So You Want to Be a Better Writer: Clichés
Maxie van Roye
Volume 21 Issue 18 2013-05-17
It’s crunch time, and you’ve been a bit overwhelmed. You’ve been burning the candle at both ends and finally your blood and sweat and tears have paid off. You don’t have delusions of grandeur, but you think that what you wrote turned out fairly well.
Ignorance is bliss . . . until the grades arrive. That’s when you discover to your horror that, despite your Herculean efforts, your essay fell flat.
That’s hard to swallow.
Whether you’re writing for business or pleasure—or it’s an academic requirement—the words you use matter. So here’s the deal. It goes without saying that spelling errors, improper grammar, and the like will create a poor impression. Almost worse, though, is when impeccable grammar is combined with heavy reliance on trite popular expressions. I hate to say this, but you may be sabotaging yourself with the overuse of clichés.
Clichés are easy to spot: they’re those tried and true expressions that everyone knows and everyone uses, because they’re usually on the tip of the tongue. The problem is, of course, that these tried and true expressions have been, well, tried. Many, many, many times—enough that their truth is no longer relevant, and now they’ve just become annoying.
Clichés, unfortunately, kill reader interest. Although you can use them to your heart’s content, you may find that despite your great ideas, no one will take you seriously. Your written work could be a diamond in the rough, but no one may ever know because they can’t make it past the first few paragraphs without cringing. In this dog-eat-dog world, where competition is high and first impressions matter, the movers and shakers are the ones who stand out. You don’t want to stand out as being intensely unoriginal.

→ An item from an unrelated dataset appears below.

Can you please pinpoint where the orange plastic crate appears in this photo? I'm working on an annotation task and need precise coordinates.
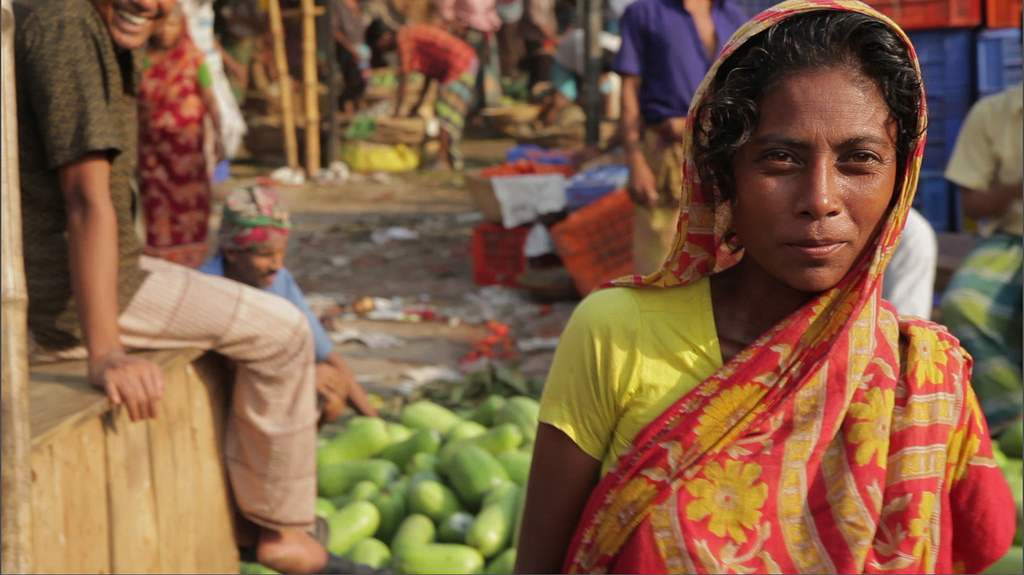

So here’s a good rule of thumb: avoid clichés like the plague.
Maybe you’re thinking I’m making a mountain out of a molehill. But when all is said and done, I happen to know a thing or two about what readers (and editors) want—and what they don’t.
It’s time to get down to brass tacks. Learn the most common clichés, and keep them out of your writing. Clichés can spoil the flow of your piece—and obscure your thoughts, even if they’re otherwise brilliant. Find new, original ways of saying things instead of leaning on trite popular expressions.
Discouraged? Look on the bright side: if you had a dollar for every time this article used a cliché, odds are you’d end up filthy rich.